Название: The Shepherd of Salisbury Plain, and Other Tales
Автор: Hannah More
Издательство: Bookwire
Жанр: Языкознание
isbn: 4057664638427
isbn:
Will. I don't quite understand you, master.
Stock. I will try to explain myself. There is no passion more called out by the transactions of trade than covetousness. Now, 'tis impossible to withstand such a master sin as that, without carrying a good deal of the spirit of religion into one's trade.
Will. Well, I own I don't yet see how I am to be religious when I'm hard at work, or busy settling an account. I can't do two things at once; 'tis as if I were to pretend to make a shoe and cut out a boot at the same moment.
Stock. I tell you both must subsist together. Nay, the one must be the motive to the other. God commands us to be industrious, and if we love him, the desire of pleasing him should be the main spring of our industry.
Will. I don't see how I can always be thinking about pleasing God.
Stock. Suppose, now, a man had a wife and children whom he loved, and wished to serve; would he not be often thinking about them while he was at work? and though he would not be always thinking nor always talking about them, yet would not the very love he bore them be a constant spur to his industry? He would always be pursuing the same course from the same motive, though his words and even his thoughts must often be taken up in the common transactions of life.
Will. I say first one, then the other; now for labor, now for religion.
Stock. I will show that both must go together. I will suppose you were going to buy so many skins of our currier—that is quite a worldly transaction—you can't see what a spirit of religion has to do with buying a few calves' skins. Now, I tell you it has a great deal to do with it. Covetousness, a desire to make a good bargain, may rise up in your heart. Selfishness, a spirit of monopoly, a wish to get all, in order to distress others; these are evil desires, and must be subdued. Some opportunity of unfair gain offers, in which there may be much sin, and yet little scandal. Here a Christian will stop short; he will recollect, That he who maketh haste to be rich shall hardly be innocent. Perhaps the sin may be on the side of your dealer—he may want to overreach you—this is provoking—you are tempted to violent anger, perhaps to swear; here is a fresh demand on you for a spirit of patience and moderation, as there was before for a spirit of justice and self-denial. If, by God's grace, you get the victory over these temptations, you are the better man for having been called out to them; always provided, that the temptations be not of your own seeking. If you give way, and sink under these temptations, don't go and say trade and business have made you covetous, passionate and profane. No, no; depend upon it, you were so before; you would have had all these evil seeds lurking in your heart, if you had been loitering about at home and doing nothing, with the additional sin of idleness into the bargain. When you are busy, the devil often tempts you; when you are idle, you tempt the devil. If business and the world call these evil tempers into action, business and the world call that religion into action too which teaches us to resist them. And in this you see the week-day fruit of the Sunday's piety. 'Tis trade and business in the week which call us to put our Sunday readings, praying, and church-going into practice.
Will. Well, master, you have a comical way, somehow, of coming over one. I never should have thought there would have been any religion wanted in buying and selling a few calves' skins. But I begin to see there is a good deal in what you say. And, whenever I am doing a common action, I will try to remember that it must be done after a godly sort.

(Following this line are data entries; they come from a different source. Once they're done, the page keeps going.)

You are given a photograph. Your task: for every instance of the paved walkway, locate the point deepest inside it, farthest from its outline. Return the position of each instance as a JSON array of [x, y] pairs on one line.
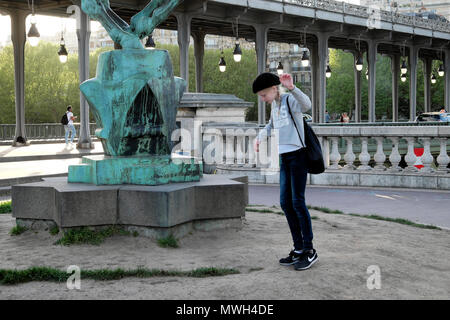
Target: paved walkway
[[45, 151], [422, 206]]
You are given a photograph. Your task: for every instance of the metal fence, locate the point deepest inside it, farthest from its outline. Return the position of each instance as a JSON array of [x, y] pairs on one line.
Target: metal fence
[[41, 131]]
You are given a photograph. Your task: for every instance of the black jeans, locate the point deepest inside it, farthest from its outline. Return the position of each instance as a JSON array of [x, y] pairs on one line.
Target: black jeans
[[293, 174]]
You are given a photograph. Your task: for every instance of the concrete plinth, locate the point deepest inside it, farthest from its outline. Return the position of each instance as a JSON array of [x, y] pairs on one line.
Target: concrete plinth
[[155, 211]]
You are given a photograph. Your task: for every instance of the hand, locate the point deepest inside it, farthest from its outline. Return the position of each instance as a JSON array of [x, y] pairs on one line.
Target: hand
[[256, 145], [286, 81]]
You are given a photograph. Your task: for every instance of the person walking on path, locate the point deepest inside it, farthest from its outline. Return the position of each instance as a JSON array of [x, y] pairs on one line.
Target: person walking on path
[[69, 127], [293, 164]]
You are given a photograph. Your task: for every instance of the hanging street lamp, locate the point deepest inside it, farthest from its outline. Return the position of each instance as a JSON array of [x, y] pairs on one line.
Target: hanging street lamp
[[403, 77], [403, 68], [359, 62], [441, 70], [62, 51], [33, 33], [222, 64], [237, 53], [305, 59]]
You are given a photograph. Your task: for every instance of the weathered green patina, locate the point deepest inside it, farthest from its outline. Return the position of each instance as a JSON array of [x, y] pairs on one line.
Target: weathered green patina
[[151, 170], [134, 98]]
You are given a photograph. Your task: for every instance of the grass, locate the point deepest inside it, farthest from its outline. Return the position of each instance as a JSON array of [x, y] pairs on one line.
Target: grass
[[5, 207], [87, 236], [372, 216], [15, 231], [168, 242], [10, 277]]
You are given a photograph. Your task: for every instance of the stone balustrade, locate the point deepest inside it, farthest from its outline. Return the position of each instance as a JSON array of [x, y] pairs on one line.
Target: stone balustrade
[[230, 148]]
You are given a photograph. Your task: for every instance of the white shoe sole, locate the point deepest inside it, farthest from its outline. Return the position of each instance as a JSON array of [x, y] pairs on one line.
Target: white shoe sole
[[309, 266]]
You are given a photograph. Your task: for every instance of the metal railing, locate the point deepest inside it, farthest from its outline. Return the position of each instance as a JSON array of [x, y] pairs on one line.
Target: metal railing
[[41, 131], [366, 12]]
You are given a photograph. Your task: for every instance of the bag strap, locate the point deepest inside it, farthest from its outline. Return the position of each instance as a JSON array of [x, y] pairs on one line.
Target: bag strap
[[293, 120]]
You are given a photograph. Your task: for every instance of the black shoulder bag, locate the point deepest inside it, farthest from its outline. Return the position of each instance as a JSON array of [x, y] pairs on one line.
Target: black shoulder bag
[[313, 150]]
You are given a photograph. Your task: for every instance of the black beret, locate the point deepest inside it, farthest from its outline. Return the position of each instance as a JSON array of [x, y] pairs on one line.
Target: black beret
[[265, 80]]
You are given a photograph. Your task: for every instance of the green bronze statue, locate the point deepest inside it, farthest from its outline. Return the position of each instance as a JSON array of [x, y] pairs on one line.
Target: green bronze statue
[[134, 98], [134, 95]]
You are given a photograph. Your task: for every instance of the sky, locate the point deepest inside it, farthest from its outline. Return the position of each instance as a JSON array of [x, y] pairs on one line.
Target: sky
[[48, 25]]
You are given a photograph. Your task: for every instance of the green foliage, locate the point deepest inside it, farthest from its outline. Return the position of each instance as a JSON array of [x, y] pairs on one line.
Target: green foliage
[[341, 92], [87, 236], [5, 207], [15, 231], [10, 277], [50, 86], [168, 242]]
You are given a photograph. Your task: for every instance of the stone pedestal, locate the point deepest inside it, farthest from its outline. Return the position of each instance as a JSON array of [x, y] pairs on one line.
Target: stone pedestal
[[154, 211]]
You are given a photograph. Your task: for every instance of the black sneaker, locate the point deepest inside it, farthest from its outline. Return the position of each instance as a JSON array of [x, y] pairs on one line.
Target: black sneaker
[[306, 260], [292, 258]]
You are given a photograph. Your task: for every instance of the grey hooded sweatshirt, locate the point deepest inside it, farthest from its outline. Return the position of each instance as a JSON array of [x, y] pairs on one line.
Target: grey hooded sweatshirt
[[280, 119]]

Stock. I hear the clock strike nine—let us leave off our work. I will only observe further, that one good end of our bringing religion into our business is, to put us in mind not to undertake more business than we can carry on consistently with our religion. I shall never commend that man's diligence, though it is often commended by the world, who is not diligent about the salvation of his soul. We are as much forbidden to be overcharged with the cares of life, as with its pleasures. I only wish to prove to you, that a discreet Christian may be wise for both worlds; that he may employ his hands without entangling his soul, and labor for the meat that perisheth, without neglecting that which endureth unto eternal life; that he may be prudent for time while he is wise for eternity.